Eventually, the Colombian government will soon realize that as the Free Trade Agreement will enter in full swing, it'll be paramount to overhaul its infrastructure such as airports, seaports, railroads, and highway gridlock so that imports and exports can be transported and shipped at a lower cost, which will in turn spur competitiveness among other industries, Valencia wrote in an email. In order for this to happen, Colombia will have to rely upon technology and cutting-edge engines to carry out these projects, and these goods and services can be provided by U.S. companies.
An analysis by the International Trade Commission estimated that the pact with South Korea will boost Gross Domestic Product by about $10-$12 billion while having a small to negligible impact on employment, and Obama has praised the agreement as a job creator.
But critics argue that the gains U.S. companies register in exports will be eclipsed by an increase in imports, something that could exacerbate a trade imbalance and lead to the elimination of American jobs. Electronic equipment companies and the already beleaguered textile and garment manufacturing industry are expected to suffer job losses.
What the administration did as well as a lot folks in the Senate and some of the corporate lobby folks was the look at just the export side of the equation and say they expect a certain number of jobs to be created for every increase in exports, said Todd Tucker, research director of Public Citizen's Global Trade Watch. If you did a little more honest accounting and looked at the import side you would have to conclude there would be a net loss of jobs.
Conversely, the agricultural industry stands to benefit - Korea was the fifth largest recipient of U.S. agricultural imports in 2010, purchasing some $5.3 billion worth. The possibility of the South Korean agricultural sector being overwhelmed by American goods has prompted furious protests in South Korea and ignited debate in the legislature, where some lawmakers are trying to block the agreement from taking effect.
It is less clear how the automotive industry will fare. The United Automobile Workers Union lent its support to the trade agreements after securing a measure to leave in place tariffs intended to guard against imported Korean cars inundating the market. But there is scant demand for American cars in South Korea, where smaller and more fuel-efficient Korean cars predominate, and some observers believe the trade agreement could worsen an already massive trade imbalance that saw South Korea exporting nearly 500,000 cars to the U.S. in 2010, with just 7,500 American-made vehicles flowing the other way.

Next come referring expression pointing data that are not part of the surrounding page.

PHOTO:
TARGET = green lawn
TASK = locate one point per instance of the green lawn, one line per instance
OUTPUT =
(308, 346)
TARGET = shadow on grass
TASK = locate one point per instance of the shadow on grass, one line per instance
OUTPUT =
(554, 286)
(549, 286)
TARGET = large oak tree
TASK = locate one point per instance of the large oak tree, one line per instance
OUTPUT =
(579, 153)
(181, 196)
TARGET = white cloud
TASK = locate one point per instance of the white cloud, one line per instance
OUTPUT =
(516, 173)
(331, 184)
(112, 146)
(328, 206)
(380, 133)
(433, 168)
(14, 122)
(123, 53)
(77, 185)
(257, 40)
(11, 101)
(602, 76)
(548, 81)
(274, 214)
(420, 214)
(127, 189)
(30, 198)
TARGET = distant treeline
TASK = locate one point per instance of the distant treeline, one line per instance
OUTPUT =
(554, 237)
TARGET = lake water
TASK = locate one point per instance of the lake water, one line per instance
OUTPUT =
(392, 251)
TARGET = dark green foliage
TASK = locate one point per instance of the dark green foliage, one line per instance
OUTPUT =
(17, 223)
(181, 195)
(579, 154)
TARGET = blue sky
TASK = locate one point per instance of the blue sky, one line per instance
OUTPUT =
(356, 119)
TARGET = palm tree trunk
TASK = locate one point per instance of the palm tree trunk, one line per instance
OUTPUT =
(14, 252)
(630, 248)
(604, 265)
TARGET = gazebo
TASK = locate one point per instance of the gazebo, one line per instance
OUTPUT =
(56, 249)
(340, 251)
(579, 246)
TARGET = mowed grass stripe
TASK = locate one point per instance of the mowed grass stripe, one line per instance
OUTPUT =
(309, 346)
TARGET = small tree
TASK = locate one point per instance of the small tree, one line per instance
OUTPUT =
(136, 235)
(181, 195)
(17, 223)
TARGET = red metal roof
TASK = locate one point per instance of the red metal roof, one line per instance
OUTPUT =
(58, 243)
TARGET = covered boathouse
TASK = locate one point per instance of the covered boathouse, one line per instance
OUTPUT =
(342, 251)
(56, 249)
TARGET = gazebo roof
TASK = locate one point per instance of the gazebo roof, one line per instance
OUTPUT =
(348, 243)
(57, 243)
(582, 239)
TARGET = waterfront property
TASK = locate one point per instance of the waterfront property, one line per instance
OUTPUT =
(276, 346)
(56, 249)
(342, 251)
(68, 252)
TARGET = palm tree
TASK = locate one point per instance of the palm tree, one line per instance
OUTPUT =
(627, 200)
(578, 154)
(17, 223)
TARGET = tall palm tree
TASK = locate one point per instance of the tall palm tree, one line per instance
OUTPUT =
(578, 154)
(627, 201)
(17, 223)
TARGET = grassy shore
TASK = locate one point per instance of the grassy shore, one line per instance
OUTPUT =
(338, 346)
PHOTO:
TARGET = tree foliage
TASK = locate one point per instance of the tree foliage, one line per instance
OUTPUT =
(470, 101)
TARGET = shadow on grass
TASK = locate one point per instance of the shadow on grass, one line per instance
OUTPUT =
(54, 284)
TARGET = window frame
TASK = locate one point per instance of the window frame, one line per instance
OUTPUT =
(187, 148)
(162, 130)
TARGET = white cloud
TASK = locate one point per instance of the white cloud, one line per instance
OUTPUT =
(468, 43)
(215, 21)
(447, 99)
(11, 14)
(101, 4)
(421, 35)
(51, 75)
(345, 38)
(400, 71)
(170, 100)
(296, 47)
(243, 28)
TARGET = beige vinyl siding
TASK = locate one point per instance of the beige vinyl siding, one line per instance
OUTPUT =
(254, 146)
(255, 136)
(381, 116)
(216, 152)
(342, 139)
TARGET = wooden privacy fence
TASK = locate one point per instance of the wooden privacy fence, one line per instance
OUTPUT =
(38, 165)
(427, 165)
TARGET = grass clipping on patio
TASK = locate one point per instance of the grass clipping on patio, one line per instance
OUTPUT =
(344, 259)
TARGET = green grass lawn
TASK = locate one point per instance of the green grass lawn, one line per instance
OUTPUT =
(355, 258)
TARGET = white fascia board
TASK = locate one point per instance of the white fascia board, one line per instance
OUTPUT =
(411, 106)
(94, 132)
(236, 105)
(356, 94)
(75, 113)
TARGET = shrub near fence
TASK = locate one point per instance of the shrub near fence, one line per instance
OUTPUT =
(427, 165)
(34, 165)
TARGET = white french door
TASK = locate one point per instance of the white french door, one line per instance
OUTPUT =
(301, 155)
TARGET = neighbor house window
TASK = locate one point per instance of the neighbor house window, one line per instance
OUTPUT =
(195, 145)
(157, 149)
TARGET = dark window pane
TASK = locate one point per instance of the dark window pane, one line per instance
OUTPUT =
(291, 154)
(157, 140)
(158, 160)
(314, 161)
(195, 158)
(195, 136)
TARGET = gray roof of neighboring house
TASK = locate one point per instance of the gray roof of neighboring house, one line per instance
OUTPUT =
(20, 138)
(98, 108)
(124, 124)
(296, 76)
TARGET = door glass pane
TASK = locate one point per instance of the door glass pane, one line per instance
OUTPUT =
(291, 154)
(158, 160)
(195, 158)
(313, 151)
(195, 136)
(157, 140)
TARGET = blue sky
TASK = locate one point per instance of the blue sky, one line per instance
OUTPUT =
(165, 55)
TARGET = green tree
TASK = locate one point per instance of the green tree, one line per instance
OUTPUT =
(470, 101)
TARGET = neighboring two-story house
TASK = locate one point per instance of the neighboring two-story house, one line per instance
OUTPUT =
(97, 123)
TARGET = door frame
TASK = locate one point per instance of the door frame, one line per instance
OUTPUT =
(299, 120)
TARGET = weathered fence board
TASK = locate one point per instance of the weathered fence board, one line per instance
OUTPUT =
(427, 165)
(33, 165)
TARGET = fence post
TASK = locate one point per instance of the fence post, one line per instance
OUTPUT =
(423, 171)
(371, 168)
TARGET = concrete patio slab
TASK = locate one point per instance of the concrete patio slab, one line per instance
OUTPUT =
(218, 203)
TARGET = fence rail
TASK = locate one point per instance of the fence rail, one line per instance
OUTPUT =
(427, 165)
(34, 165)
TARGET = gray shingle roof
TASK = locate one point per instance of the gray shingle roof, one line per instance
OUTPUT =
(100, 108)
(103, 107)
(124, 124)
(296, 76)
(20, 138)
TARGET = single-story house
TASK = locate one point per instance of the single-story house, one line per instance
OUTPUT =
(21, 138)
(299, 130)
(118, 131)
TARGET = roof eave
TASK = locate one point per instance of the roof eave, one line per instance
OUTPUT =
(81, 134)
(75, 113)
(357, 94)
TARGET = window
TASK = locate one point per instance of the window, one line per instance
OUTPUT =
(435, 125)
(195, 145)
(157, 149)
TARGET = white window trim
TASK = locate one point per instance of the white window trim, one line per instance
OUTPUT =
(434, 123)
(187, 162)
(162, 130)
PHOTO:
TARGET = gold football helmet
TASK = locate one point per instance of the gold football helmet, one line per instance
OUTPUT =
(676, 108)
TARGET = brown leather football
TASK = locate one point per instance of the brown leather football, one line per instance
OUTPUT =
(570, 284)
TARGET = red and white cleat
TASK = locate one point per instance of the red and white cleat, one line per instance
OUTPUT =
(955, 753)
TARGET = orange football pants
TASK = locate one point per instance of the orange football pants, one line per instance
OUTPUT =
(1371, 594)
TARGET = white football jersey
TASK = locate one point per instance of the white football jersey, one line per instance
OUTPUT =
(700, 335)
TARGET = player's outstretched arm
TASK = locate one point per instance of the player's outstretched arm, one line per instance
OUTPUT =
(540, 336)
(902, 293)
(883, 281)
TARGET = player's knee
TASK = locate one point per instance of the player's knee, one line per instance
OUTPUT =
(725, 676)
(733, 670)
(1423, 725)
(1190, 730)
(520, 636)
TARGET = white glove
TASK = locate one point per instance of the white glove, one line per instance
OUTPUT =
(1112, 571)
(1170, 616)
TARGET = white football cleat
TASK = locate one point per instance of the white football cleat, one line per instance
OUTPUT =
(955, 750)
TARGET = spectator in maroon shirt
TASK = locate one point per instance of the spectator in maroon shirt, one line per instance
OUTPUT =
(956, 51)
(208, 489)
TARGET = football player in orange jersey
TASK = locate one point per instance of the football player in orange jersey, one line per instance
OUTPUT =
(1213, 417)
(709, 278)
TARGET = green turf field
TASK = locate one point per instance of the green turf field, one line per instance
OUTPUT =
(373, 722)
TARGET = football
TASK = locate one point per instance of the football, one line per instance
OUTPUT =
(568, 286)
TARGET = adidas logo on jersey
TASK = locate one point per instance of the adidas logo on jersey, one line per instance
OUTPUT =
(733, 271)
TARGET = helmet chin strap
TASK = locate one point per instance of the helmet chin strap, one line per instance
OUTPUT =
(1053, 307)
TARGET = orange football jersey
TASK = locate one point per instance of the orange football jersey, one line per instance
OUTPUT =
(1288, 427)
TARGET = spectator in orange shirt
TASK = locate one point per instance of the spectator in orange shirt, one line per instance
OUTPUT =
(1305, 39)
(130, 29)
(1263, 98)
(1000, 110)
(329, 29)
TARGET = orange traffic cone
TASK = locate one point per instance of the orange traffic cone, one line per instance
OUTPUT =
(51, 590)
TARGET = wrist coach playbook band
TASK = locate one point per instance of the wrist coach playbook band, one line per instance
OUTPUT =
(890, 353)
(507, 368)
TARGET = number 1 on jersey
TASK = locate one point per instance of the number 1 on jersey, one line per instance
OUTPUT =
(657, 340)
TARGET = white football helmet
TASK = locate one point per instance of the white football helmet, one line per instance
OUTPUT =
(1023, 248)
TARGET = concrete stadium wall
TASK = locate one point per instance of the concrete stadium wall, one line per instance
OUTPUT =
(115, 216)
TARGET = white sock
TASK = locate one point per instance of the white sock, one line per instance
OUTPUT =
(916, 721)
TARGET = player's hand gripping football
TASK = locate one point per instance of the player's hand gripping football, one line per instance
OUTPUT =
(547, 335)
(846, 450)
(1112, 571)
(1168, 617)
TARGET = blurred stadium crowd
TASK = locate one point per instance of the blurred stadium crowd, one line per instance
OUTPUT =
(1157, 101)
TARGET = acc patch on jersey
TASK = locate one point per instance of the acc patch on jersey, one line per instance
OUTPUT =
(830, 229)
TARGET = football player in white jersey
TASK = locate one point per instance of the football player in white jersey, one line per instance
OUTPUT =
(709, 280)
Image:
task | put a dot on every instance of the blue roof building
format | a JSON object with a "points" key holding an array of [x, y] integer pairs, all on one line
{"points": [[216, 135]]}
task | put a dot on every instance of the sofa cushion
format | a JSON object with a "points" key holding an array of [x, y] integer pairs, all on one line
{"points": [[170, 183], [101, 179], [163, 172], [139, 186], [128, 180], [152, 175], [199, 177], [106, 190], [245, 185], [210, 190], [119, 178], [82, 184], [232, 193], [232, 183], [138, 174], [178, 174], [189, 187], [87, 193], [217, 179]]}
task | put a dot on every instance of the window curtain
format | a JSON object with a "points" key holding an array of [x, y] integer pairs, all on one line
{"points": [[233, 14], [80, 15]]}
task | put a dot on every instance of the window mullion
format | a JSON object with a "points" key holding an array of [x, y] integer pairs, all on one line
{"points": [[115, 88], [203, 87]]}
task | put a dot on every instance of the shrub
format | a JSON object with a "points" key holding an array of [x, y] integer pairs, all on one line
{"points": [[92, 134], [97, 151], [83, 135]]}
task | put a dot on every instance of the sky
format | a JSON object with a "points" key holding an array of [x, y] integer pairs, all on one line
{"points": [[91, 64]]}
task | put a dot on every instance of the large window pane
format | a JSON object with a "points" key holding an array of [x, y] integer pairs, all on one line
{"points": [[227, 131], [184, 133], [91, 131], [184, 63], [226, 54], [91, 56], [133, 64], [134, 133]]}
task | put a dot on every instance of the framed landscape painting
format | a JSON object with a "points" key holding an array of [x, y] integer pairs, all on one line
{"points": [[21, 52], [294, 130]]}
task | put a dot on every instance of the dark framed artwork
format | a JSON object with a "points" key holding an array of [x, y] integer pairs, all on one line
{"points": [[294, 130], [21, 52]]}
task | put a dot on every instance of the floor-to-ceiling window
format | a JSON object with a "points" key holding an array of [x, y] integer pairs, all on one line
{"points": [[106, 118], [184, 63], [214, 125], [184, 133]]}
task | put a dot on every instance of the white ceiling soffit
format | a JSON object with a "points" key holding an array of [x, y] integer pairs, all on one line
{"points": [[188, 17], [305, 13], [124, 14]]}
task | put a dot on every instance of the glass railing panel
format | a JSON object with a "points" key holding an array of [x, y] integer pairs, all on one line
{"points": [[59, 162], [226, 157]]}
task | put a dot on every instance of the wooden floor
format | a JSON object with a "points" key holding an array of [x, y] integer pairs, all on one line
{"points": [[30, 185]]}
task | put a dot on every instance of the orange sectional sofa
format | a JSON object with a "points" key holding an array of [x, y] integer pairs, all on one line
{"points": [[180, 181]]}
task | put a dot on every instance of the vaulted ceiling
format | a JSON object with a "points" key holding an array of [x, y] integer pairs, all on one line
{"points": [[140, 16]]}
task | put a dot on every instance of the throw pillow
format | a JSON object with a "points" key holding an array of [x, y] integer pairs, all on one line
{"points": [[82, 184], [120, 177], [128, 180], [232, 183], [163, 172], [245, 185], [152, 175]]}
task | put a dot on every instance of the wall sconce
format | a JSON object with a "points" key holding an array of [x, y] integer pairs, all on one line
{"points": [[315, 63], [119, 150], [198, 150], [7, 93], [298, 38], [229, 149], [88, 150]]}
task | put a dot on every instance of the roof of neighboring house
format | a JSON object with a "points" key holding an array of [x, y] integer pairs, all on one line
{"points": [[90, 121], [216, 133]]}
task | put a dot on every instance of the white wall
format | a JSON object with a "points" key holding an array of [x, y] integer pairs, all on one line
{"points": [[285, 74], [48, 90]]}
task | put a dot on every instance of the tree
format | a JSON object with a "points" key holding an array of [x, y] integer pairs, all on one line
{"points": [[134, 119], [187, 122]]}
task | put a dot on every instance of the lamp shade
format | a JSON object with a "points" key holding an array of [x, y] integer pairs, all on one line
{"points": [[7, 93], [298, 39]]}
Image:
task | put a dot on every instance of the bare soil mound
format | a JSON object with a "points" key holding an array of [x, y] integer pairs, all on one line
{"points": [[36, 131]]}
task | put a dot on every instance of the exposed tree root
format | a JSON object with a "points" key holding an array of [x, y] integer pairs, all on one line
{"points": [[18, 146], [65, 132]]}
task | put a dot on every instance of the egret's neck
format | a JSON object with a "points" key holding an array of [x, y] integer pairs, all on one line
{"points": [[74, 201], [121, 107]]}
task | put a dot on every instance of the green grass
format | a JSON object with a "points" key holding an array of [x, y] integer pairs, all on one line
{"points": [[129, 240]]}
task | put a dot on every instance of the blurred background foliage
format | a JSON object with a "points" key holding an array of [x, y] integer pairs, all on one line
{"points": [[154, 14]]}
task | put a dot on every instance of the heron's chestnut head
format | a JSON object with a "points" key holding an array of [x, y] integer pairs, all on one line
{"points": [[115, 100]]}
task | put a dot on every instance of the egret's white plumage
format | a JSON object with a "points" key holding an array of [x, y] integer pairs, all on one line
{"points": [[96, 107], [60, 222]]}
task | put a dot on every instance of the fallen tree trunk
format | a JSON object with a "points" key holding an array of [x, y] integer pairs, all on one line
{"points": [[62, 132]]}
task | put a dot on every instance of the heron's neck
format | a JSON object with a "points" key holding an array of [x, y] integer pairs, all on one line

There's a lot of symbolism which far exceeds the substance, the reason being that at this stage the U.S. does not make very many auto products which are competitive in the Korean market, said Gary Hufbauer, a senior researcher at the Peterson Institute for International Economics. I think the payoff to the auto industry is if our industry really comes up with quite nifty projects, for example in the green energy or hybrid arena, there's where I can see the big payoff down the line.
The deal could also ease restrictions on financial services. For example, South Korea instituted stringent capital controls to help stabilize its economy, but under the agreement that mechanism is banned.
The bigger impact is not so much what will happen on cross border financial services flows but more what kinds of regulations will be removed, regulations that quite frankly have little to do with trade, Tucker said. That may serve Wall Street in the short term but it's not clear those serve either economy's long-term interests.